Fristverlängerung bei Umstieg auf eine neue benannte Stelle

Der TÜV AUSTRIA wird mit 31.01.2017 offiziell die Tätigkeit als Benannte Stelle für Medizinprodukte und IVD einstellen. Leistungen werden bereits seit Jänner 2016 nicht mehr erbracht. Der Zeitpunkt, mit dem die Zertifikate des TÜV AUSTRIA die Gültigkeit verlieren, rückt somit schnell näher. Durch die Reduktion der Anzahl der Benannten Stellen in Europa ergeben sich in vielen Fällen Wartezeiten und damit für Hersteller schwer beeinflussbare Verzögerungen beim Umstieg auf eine andere Benannte Stelle. Letztlich ist eine Benannte Stelle aber für viele Hersteller ein unverzichtbarer Dienstleister im Zuge der CE-Konformitätserklärung und damit essentiell für das Inverkehrbringen der Medizinprodukte.
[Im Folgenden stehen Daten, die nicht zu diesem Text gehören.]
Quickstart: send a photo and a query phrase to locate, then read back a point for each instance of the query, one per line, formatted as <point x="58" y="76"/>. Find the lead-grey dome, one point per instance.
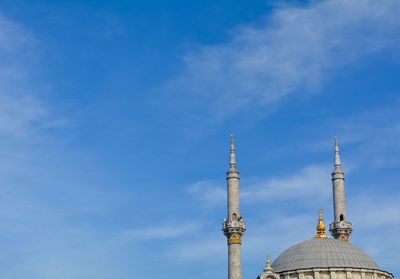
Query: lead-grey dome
<point x="322" y="253"/>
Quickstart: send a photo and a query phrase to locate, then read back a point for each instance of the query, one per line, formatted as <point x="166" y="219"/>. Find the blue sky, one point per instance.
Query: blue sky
<point x="115" y="119"/>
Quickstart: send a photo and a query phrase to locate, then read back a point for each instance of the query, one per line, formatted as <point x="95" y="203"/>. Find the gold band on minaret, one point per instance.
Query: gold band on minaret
<point x="320" y="226"/>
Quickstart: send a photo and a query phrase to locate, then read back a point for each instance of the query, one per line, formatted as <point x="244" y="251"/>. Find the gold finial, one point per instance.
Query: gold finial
<point x="320" y="226"/>
<point x="268" y="265"/>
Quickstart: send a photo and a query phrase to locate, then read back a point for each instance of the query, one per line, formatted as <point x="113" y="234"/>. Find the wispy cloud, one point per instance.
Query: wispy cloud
<point x="293" y="50"/>
<point x="309" y="183"/>
<point x="160" y="232"/>
<point x="23" y="109"/>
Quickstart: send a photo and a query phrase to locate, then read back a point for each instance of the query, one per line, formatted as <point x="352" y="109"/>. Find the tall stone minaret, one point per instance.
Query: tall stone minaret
<point x="339" y="228"/>
<point x="233" y="227"/>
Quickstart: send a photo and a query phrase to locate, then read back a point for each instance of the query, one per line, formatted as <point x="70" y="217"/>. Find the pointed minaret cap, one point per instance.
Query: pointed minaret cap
<point x="320" y="226"/>
<point x="232" y="159"/>
<point x="268" y="265"/>
<point x="337" y="156"/>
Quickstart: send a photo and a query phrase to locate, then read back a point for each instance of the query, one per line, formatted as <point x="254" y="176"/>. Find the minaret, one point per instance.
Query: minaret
<point x="233" y="227"/>
<point x="340" y="228"/>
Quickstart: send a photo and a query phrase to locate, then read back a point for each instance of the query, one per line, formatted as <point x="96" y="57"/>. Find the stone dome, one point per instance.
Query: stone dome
<point x="323" y="253"/>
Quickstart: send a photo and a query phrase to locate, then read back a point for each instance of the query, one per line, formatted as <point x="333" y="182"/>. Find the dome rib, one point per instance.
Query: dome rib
<point x="323" y="253"/>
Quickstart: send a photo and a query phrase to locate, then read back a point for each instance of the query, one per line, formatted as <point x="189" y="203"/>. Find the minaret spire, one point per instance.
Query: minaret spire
<point x="339" y="228"/>
<point x="336" y="162"/>
<point x="233" y="226"/>
<point x="232" y="159"/>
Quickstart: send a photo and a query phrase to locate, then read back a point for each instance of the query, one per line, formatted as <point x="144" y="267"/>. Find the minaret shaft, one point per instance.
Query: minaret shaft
<point x="233" y="225"/>
<point x="233" y="195"/>
<point x="340" y="228"/>
<point x="339" y="201"/>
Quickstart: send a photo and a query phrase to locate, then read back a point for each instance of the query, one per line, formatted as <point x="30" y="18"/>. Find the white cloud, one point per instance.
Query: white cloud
<point x="293" y="49"/>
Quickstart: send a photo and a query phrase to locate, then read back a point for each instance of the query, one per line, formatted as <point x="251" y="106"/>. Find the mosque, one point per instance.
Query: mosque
<point x="321" y="257"/>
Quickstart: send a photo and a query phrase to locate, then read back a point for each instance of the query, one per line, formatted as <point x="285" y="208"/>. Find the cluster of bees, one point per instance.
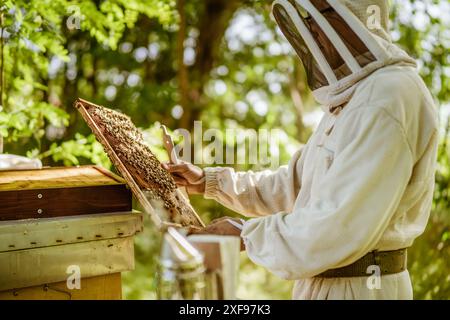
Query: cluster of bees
<point x="128" y="143"/>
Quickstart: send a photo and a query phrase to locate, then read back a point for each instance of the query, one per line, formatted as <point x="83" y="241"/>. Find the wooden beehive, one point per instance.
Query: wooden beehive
<point x="151" y="184"/>
<point x="56" y="192"/>
<point x="54" y="218"/>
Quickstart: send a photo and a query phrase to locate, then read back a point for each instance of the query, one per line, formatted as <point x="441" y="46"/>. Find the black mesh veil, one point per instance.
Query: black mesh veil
<point x="342" y="51"/>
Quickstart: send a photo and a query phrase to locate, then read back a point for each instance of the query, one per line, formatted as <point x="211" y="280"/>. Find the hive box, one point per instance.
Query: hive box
<point x="60" y="224"/>
<point x="54" y="192"/>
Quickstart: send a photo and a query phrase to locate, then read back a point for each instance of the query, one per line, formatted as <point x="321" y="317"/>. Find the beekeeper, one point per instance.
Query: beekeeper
<point x="352" y="201"/>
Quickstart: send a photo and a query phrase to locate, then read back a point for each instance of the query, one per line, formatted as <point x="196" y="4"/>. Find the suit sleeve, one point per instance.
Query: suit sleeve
<point x="255" y="194"/>
<point x="351" y="209"/>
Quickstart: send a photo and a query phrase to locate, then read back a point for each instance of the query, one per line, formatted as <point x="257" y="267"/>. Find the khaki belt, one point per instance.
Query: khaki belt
<point x="388" y="262"/>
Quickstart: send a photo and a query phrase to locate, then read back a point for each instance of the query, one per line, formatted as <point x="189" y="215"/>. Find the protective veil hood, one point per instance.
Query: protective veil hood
<point x="357" y="38"/>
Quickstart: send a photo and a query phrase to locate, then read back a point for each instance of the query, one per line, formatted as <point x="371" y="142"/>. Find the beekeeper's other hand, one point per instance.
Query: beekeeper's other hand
<point x="225" y="226"/>
<point x="187" y="175"/>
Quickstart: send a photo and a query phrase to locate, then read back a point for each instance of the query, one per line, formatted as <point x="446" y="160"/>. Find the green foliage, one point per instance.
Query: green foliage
<point x="126" y="55"/>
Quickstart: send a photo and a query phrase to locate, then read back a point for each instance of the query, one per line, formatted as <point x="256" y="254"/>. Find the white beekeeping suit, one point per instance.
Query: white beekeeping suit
<point x="365" y="179"/>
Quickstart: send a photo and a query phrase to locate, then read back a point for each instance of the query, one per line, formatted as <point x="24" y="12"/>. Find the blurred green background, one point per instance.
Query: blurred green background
<point x="173" y="62"/>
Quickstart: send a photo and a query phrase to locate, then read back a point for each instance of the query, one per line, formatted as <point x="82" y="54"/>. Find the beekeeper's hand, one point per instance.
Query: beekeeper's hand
<point x="187" y="175"/>
<point x="225" y="226"/>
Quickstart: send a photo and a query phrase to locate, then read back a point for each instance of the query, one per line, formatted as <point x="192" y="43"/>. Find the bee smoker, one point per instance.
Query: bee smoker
<point x="181" y="274"/>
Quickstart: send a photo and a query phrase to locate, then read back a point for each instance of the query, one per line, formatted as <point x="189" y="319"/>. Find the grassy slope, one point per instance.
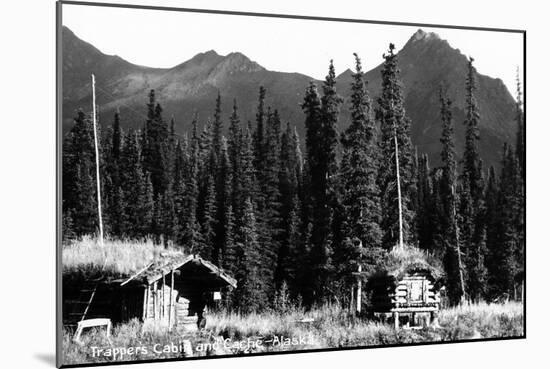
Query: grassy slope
<point x="117" y="258"/>
<point x="332" y="327"/>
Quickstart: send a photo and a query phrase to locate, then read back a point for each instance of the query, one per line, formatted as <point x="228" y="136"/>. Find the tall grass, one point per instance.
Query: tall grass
<point x="330" y="326"/>
<point x="115" y="257"/>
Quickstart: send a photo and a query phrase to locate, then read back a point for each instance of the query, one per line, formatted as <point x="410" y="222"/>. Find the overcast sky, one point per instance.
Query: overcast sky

Fristverlängerung möglich?

Seit einiger Zeit gibt es Informationen, dass eine Fristverlängerung bis zu einem Jahr möglich ist. David Kuss MAS, MBA, Vertriebsleitung Life, Training & Certification bei TÜV Austria CERT GmbH sagt dazu: „In Frankreich wurde bereits vor einigen Wochen von der dort zuständigen Behörde ein Verfahren zur Fristverlängerung entwickelt. Dieses Verfahren existiert aber ausschließlich in Frankreich. Hersteller mit Sitz in Österreich sollten sich an die zuständige Behörde BASG (Bundesamt für Sicherheit im Gesundheitswesen) wenden und dort um eine Fristverlängerung ansuchen. Es gibt jedoch keinen Anspruch und auch keine Garantie darauf. Über die Abwicklung des Verfahrens liegen uns gegensätzliche Informationen vor, wir empfehlen daher die Kontaktaufnahme mit dem BASG, um die Möglichkeit einer Fristverlängerung zu prüfen.“

Die französische Behörde (ANSM) hat das Verfahren folgendermaßen definiert:

Für Hersteller mit zum Zeitpunkt der Anfrage gültigen CE-Zertifikaten, deren Gültigkeitsdatum über das Datum des Widerrufs der Notifikation seiner Benannten Stelle hinausgeht, wird eine zusätzliche Übergangsfrist von bis zu 12 Monaten bewilligt. Damit soll die Fortsetzung der Vermarktung seiner Medizinprodukte auf Antrag hin und unter der Voraussetzung der Übermittlung der unten aufgeführten notwendigen Dokumente und Daten begutachtet und bei Vollständigkeit und Nachvollziehbarkeit erlaubt werden.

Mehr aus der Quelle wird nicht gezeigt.